CUS Addition Unveiled by Developer

Chicago Union Station will get a quite different look if Amtrak and a developer follow through on plans to build an addition atop the station that will house apartments, retail space and a hotel.

The seven-story addition of steel and glass would be built on top of the existing head house.

It is the second time that a developer has proposed an addition to Union Station, the first having come in 2002 and failed to materialize.

The latest plan, which is expected to cost $1 billion, seeks to make Union Station a seven-day-a-week, year-round “destination.”

Already the proposed addition, which was designed by Riverside Investment & Development and Convexity Properties, has drawn the ire of some who say it is at odds with the original appearance of the station.

Chicago Tribune architecture critic Blair Kamin described the addition as “utterly underwhelming” and added that the exterior of the addition is “a skeletal metal and glass grid [that] is at odds with the station’s carefully composed classical aesthetic.”

Kamin said the addition is “one era of architecture [that] had been piled, willy-nilly, atop another.”

Amtrak owns Union Station and hired Riverside Investment in May 2017 to create a plan for further commercial development of the depot.

As part of the construction of the addition, natural light would still be allowed to illuminate the Great Hall because the skylight would be retained.

Completed in 1925, Union Station served the Pennsylvania; Alton Road (later Gulf, Mobile & Ohio); Chicago, Burlington & Quincy; and the Chicago, Milwaukee, St. Paul & Pacific railroads.

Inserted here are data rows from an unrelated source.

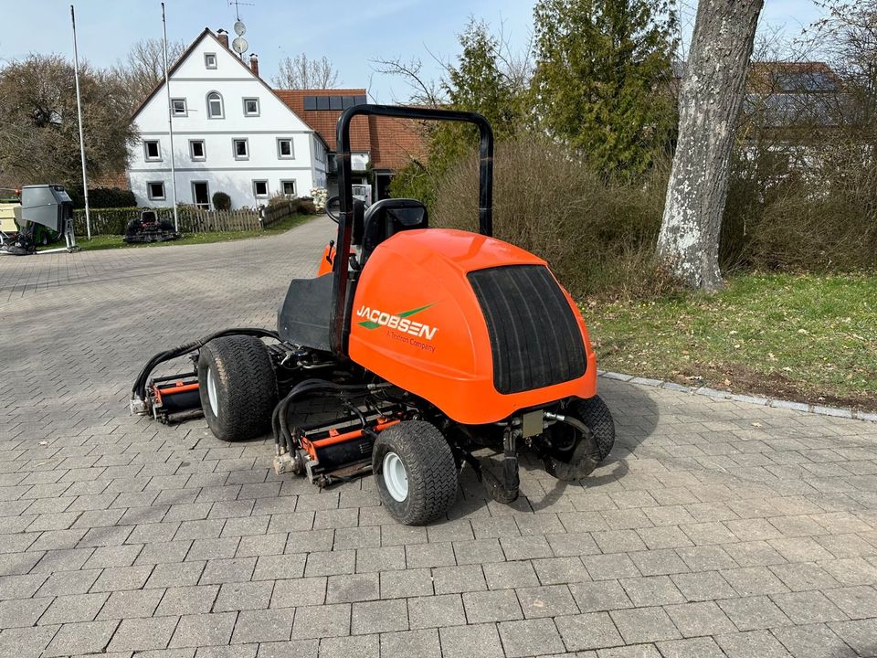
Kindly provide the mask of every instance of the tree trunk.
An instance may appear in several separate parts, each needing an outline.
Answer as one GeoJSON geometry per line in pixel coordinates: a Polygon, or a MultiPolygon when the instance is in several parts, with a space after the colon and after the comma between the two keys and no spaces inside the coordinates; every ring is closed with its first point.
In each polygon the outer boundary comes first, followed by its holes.
{"type": "Polygon", "coordinates": [[[700,0],[679,99],[679,143],[658,257],[705,291],[722,286],[719,233],[734,135],[764,0],[700,0]]]}

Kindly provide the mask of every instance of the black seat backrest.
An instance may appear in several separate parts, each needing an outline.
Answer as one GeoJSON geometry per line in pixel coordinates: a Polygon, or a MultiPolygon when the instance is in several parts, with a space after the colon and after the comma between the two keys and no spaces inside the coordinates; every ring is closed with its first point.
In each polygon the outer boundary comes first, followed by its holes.
{"type": "Polygon", "coordinates": [[[365,210],[360,265],[365,265],[375,248],[387,238],[428,225],[427,208],[417,199],[381,199],[372,204],[365,210]]]}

The station was designed by Daniel Burnham and successor firm Graham, Anderson, Probst & White.

The addition would not affect operations of Amtrak and Metra commuter trains in the Concourse building located across the street from the Head House.

The redevelopment of Union Station must be approved by the Chicago City Council and Amtrak’s board of directors.

Developers are optimistic that construction can begin in spring 2019.

If built, the addition would be similar to one proposed in 2002 by Chicago architect Lucien Lagrange that called for a 400-foot tower atops the station.

Kamin noted that Burnham envisioned Union Station as a gateway to Chicago’s west loop neighborhood and planned for an office building to be built atop the station. The foundations for that structure were laid, but it was never built.